01/09/2004 - 10:00
O americano Paco Underhill provavelmente já estabeleceu algum recorde de visitas a shopping centers. Pelo menos 20 de seus 51 anos foram dedicados a peregrinações aos templos do consumo. Da Coréia ao Brasil, passando por todos os continentes, esse consultor especializado no consumo conspícuo gastou várias solas de sapato num trabalho que segue os rigores da antropologia. Não por acaso, Underhill foi considerado pela revista Forbes americana um dos nomes a ser observados atentamente numa lista de grandes pensadores de tendências econômicas e sociais. A empresa de consultoria e estudos mercadológicos que gerencia em Nova York, a Envirosell, possui entre seus clientes gigantes como Wal-Mart, Blockbuster e McDonald’s. Mantém escritórios em diversos países – inclusive com filial em São Paulo – e é considerada também pela Forbes uma das 100 blue-chips (maiores empresas) dos Estados Unidos.

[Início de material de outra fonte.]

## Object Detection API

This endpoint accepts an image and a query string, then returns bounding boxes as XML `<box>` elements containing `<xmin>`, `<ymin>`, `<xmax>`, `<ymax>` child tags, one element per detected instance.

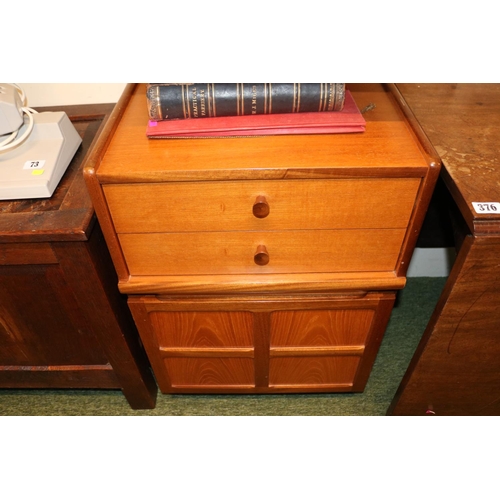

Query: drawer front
<box><xmin>103</xmin><ymin>178</ymin><xmax>420</xmax><ymax>233</ymax></box>
<box><xmin>119</xmin><ymin>228</ymin><xmax>406</xmax><ymax>275</ymax></box>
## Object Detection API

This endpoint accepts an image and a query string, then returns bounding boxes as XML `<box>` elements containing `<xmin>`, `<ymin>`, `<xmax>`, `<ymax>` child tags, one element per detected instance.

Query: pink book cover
<box><xmin>146</xmin><ymin>91</ymin><xmax>365</xmax><ymax>138</ymax></box>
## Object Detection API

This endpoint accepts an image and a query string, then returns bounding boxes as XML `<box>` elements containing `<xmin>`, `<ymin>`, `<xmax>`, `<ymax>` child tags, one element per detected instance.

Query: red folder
<box><xmin>146</xmin><ymin>91</ymin><xmax>365</xmax><ymax>138</ymax></box>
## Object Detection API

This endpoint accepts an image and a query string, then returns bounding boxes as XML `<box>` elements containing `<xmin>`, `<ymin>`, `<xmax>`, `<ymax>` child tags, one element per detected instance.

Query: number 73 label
<box><xmin>23</xmin><ymin>160</ymin><xmax>46</xmax><ymax>170</ymax></box>
<box><xmin>472</xmin><ymin>202</ymin><xmax>500</xmax><ymax>213</ymax></box>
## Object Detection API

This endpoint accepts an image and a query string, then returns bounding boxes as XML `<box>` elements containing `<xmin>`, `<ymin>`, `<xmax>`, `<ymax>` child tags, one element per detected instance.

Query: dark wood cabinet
<box><xmin>389</xmin><ymin>84</ymin><xmax>500</xmax><ymax>415</ymax></box>
<box><xmin>0</xmin><ymin>104</ymin><xmax>157</xmax><ymax>409</ymax></box>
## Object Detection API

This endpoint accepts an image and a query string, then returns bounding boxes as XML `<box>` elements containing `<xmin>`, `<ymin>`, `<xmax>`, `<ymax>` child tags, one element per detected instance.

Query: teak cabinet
<box><xmin>84</xmin><ymin>83</ymin><xmax>440</xmax><ymax>394</ymax></box>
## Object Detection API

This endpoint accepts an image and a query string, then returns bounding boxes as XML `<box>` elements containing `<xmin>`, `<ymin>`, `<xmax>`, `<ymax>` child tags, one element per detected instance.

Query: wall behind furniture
<box><xmin>18</xmin><ymin>83</ymin><xmax>453</xmax><ymax>277</ymax></box>
<box><xmin>18</xmin><ymin>83</ymin><xmax>127</xmax><ymax>107</ymax></box>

Tanta dedicação aos corredores de shoppings rendeu material para dois best-sellers. O último deles está nas livrarias de 15 países e, no Brasil, ganhou o título A magia dos shoppings (Editora Campos). Em 253 páginas, o autor mostra como esses grandes empreendimentos se tornaram ícones do século XX ao atrair e seduzir as massas. Em um dos capítulos, Underhill cita o Shopping Iguatemi de São Paulo como exemplo de criatividade. “Os brasileiros se apoderaram das inovações do Primeiro Mundo e as reinventaram para suprir suas necessidades”, diz ele. Em seu escritório de Manhattan, Underhill explicou a ISTOÉ os motivos de sua admiração pelos shoppings brasileiros e revelou um pouco do futuro do segmento. O autor vem a São Paulo para participar do I Seminário Internacional de Visual Merchandising, que acontece dia 31 no Senac.
ISTOÉ – O sr. diz ter ficado impressionado com os shoppings brasileiros, principalmente com o Iguatemi de São Paulo. Por quê?

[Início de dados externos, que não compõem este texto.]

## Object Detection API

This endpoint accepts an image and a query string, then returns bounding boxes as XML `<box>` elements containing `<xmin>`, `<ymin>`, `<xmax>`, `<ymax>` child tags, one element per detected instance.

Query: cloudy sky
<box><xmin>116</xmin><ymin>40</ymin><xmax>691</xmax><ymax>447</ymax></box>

Paco Underhill – O motivo de minha admiração é que os centros de compras brasileiros possuem características que não se vêem em outra parte. Como muitas outras coisas que chegam ao Brasil, o conceito de shopping foi adaptado criativamente às necessidades locais. Nota-se, por exemplo, que, além das lojas, existem pequenos negócios prestadores de serviço: um sapateiro, um chaveiro, uma lojinha de reparos de aparelhos domésticos e todo um universo de comércio que não existia em outros shoppings. Foi no Brasil que isso começou. Essa oferta de serviços, embora não renda muito em aluguel para a administração, acaba atraindo freguesia. Aprendi muito em minhas visitas ao Brasil e acho que outros pesquisadores também.
ISTOÉ – O sr. diz que o primeiro shopping surgiu há sete décadas em Edina, Minnesota. O sr. já esteve em Turim, onde as galerias dão voltas pela cidade,
com quilômetros de corredores cobertos e cheios de lojas?
Underhill – Você não é o primeiro a questionar minha afirmação sobre Edina.
Tenho recebido muitas reclamações de gente apontando outros locais para esse nascimento. Não estive em Turim, mas Londres também tem esse tipo de galeria, que chamamos aqui de “arcadas”. São centros de compras centenários, mas que não se enquadram na categoria que analiso. Minhas observações e estudos são sobre aquelas caixas de concreto, no meio do nada, cheias de lojas dentro. Este é um fenômeno tipicamente americano. Só poderia ter acontecido neste país. Aliás, é de espantar que existam modelos semelhantes fora dos Estados Unidos.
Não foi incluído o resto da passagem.